Miller is a consistent conservative
By David S. Awbrey
AWBREY COLUMN FOR MAY 15
David Awbrey is a former editor of the editorial page for The Wichita Eagle, now a freelance Kansas writer.
-----------------------------------------------------------------------------------------------
David Miller was conservative before conservative was cool.
The Eudora insurance agent who is challenging Gov. Bill Graves in this
summer's Republican primary followed his own drummer when the two of us
were students at the University of Kansas in the late 1960s. It was the era
of student protest against the Vietnam War and post-adolescent liberation
through drugs, sex and rock 'n' roll.
And watching it all with disgust was David Miller.

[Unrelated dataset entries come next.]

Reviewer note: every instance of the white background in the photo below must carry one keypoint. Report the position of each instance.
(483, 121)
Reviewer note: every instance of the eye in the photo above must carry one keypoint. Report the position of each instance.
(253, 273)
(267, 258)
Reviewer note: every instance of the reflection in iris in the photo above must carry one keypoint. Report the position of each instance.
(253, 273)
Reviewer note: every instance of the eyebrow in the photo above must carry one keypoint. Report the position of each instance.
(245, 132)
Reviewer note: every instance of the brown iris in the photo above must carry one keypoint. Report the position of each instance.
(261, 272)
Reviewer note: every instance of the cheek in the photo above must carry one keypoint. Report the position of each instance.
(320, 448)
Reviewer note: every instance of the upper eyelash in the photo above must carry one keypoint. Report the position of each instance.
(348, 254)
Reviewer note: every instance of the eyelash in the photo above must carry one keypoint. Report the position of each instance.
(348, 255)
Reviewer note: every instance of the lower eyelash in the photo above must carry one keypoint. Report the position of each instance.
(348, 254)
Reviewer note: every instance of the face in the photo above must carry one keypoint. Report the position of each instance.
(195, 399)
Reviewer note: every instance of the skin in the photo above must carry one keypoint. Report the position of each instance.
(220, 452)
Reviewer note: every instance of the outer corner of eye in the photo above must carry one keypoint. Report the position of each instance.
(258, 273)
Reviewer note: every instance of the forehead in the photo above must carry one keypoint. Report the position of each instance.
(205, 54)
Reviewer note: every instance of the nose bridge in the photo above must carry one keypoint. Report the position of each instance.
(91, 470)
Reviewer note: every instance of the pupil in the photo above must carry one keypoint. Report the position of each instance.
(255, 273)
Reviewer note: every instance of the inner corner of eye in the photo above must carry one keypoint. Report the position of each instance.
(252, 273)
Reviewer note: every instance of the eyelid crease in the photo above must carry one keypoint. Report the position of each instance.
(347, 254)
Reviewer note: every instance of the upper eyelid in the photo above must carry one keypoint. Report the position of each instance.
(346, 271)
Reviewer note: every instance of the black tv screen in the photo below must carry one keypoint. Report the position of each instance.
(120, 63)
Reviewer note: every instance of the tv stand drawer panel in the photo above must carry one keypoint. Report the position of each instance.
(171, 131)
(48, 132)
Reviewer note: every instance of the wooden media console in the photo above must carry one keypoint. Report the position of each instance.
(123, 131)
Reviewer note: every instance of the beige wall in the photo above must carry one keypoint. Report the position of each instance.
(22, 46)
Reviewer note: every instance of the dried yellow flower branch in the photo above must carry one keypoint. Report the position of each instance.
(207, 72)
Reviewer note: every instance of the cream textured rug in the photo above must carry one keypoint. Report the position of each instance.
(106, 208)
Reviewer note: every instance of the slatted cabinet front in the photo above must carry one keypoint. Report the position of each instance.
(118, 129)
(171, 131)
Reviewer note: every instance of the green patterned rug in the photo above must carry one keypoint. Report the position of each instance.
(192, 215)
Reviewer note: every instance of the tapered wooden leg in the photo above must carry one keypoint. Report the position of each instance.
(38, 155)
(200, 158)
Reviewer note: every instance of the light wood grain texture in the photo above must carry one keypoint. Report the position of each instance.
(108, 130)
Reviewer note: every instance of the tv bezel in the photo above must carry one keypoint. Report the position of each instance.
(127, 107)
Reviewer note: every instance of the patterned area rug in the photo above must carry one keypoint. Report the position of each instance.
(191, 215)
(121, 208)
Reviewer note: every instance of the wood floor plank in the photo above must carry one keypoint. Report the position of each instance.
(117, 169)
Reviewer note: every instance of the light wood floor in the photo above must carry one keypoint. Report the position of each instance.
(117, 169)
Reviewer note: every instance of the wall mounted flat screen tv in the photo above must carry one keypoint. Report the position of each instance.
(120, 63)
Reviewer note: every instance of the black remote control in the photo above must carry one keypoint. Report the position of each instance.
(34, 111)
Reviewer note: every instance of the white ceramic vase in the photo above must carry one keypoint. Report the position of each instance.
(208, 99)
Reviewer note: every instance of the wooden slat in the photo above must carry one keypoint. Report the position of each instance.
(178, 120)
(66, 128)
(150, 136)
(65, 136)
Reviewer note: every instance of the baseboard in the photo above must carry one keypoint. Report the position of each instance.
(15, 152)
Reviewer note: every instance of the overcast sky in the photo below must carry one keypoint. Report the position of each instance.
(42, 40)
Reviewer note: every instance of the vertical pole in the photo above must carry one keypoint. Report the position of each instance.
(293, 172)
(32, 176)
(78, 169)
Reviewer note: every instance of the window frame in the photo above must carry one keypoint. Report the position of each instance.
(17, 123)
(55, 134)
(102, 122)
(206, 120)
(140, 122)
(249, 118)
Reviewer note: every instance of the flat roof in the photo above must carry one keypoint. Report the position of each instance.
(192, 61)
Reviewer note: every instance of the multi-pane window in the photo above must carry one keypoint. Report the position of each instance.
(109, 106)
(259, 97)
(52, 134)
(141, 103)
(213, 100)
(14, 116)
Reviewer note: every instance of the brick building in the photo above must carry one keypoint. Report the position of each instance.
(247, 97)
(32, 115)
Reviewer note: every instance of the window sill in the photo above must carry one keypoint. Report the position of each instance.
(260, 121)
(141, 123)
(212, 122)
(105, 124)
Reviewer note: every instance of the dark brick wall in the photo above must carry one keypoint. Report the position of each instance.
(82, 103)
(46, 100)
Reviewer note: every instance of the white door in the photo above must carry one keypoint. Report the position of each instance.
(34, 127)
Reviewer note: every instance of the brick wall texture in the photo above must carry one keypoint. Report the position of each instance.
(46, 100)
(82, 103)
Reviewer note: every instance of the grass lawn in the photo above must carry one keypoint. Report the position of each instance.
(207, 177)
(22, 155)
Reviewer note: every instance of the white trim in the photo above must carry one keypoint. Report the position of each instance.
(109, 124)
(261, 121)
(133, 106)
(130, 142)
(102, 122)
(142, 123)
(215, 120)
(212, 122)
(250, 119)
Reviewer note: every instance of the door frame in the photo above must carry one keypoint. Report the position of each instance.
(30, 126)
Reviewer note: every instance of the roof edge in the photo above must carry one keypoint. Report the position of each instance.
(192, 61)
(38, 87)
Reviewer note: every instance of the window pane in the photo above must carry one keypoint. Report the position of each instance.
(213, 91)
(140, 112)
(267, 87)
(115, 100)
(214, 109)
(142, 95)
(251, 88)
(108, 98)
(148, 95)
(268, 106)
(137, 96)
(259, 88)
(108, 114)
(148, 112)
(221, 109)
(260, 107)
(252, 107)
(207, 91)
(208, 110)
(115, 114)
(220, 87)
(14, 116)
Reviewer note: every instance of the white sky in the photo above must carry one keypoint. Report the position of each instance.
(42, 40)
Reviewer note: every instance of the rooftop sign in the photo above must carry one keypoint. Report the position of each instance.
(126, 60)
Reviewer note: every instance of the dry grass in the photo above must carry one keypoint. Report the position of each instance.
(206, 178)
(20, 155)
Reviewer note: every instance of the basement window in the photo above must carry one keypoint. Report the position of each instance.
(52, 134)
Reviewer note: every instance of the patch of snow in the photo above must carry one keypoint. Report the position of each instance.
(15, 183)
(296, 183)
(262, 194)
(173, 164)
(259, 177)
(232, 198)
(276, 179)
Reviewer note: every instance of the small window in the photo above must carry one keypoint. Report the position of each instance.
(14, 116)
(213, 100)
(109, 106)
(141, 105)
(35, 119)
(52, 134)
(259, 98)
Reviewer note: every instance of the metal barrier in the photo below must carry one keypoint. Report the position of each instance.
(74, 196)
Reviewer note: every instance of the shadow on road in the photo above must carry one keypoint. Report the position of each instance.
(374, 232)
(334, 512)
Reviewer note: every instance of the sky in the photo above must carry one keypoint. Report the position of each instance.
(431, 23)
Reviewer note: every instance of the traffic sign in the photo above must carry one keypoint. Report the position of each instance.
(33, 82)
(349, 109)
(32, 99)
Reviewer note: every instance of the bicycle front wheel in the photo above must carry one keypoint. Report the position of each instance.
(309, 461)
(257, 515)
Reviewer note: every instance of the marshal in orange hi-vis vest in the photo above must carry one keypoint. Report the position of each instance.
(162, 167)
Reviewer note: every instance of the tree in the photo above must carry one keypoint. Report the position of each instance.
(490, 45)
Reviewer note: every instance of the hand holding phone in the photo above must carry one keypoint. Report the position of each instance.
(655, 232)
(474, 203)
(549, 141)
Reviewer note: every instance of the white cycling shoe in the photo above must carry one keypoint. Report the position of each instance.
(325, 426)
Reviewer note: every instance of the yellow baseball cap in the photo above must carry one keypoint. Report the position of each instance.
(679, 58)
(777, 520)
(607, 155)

Miller and I were involved with KU student politics. During the 1969-70 academic year, I was student body president and appointed Miller as student government treasurer. I figured that anyone as conservative as Miller must be good with numbers.
He did know how balance a budget, but his stomach must have churned
while he signed checks for programs and organizations supported by the
leftist Student Senate, including the Black Student Union, a radical
underground newspaper and an anti-Vietnam War veterans group.
And Miller not only didn't inhale, I doubt that he ever saw a marijuana joint. Acid-head hip he was not. He was the only person who wore a coat and tie to Student Senate meetings when the male sartorial standard was
corduroy jeans, Sears work shirts and desert boots. Square, conservative,
crew-cut straight -- David Miller.
Little did I know that he was the future of Kansas politics.
Time travel ahead 30 years and Miller is now the most influential
conservative in Kansas. Pro-life, pro-gun rights and a cultural moralist
who would make Cotton Mather seem libertine, Miller was instrumental in the
social conservative takeover of the Kansas Republican Party. At 48 years
old, he is the chieftain of an aggressive band of younger conservatives
whose intensity and self-righteousness ironically matches that of the New
Left crowd at KU in the 1960s.
But while some Kansas elected officials are conservative mainly out of
political expediency, Miller is a true believer. He is not a careerist politician waving a constantly wet finger in the electoral winds, nor is he
a political opportunist with Richter-scale instincts to detect the
slightest shift in the electoral landscape.
David Miller is the most authentic person I have met in more than a
quarter-century as a reporter and political commentator. That statement
covers thousands of politicians, from U.S. presidents to school board
members. None of them has had more personal integrity than Miller, few of
them have been as committed to the principles they espoused.
And those qualities could lead Miller to the greatest upset in Kansas
political history -- victory over Graves in this August's GOP primary.
Despite four years in office, Graves has yet to form a distinct
identity among many voters. He is largely perceived as a competent
administrator and a personable, self-effacing man who nevertheless still
seems to be a work in progress. His signing of the new abortion law, while
claiming that it contains lawyer-language that effectively guts the
measure, revealed Graves as a Clinton-style politician trying to appease
everyone while holding firm beliefs on nothing.
Political leaders without a clear mission resemble T.S. Eliot's "hollow men" -- individuals without a passion for anything but personal survival, merely advertisements for themselves.
Graves has largely defined himself politically by what he is not: He is not a social conservative like Miller. Even his strongest supporters see,
Graves more like a Dutch boy at the dike holding back the flood of social
conservatism than as an energized visionary leading Kansas into the 21st
century.
In contrast, Miller's supporters are fervent about their causes and
trust his leadership. Such grass-roots loyalty might prove decisive in a
Republican primary where the dedication of conservative voters could
counter Graves' high opinion poll numbers and huge financial resources.
For David Miller, the student who tilted right on a left-leaning campus in the 1960s, the times indeed have changed.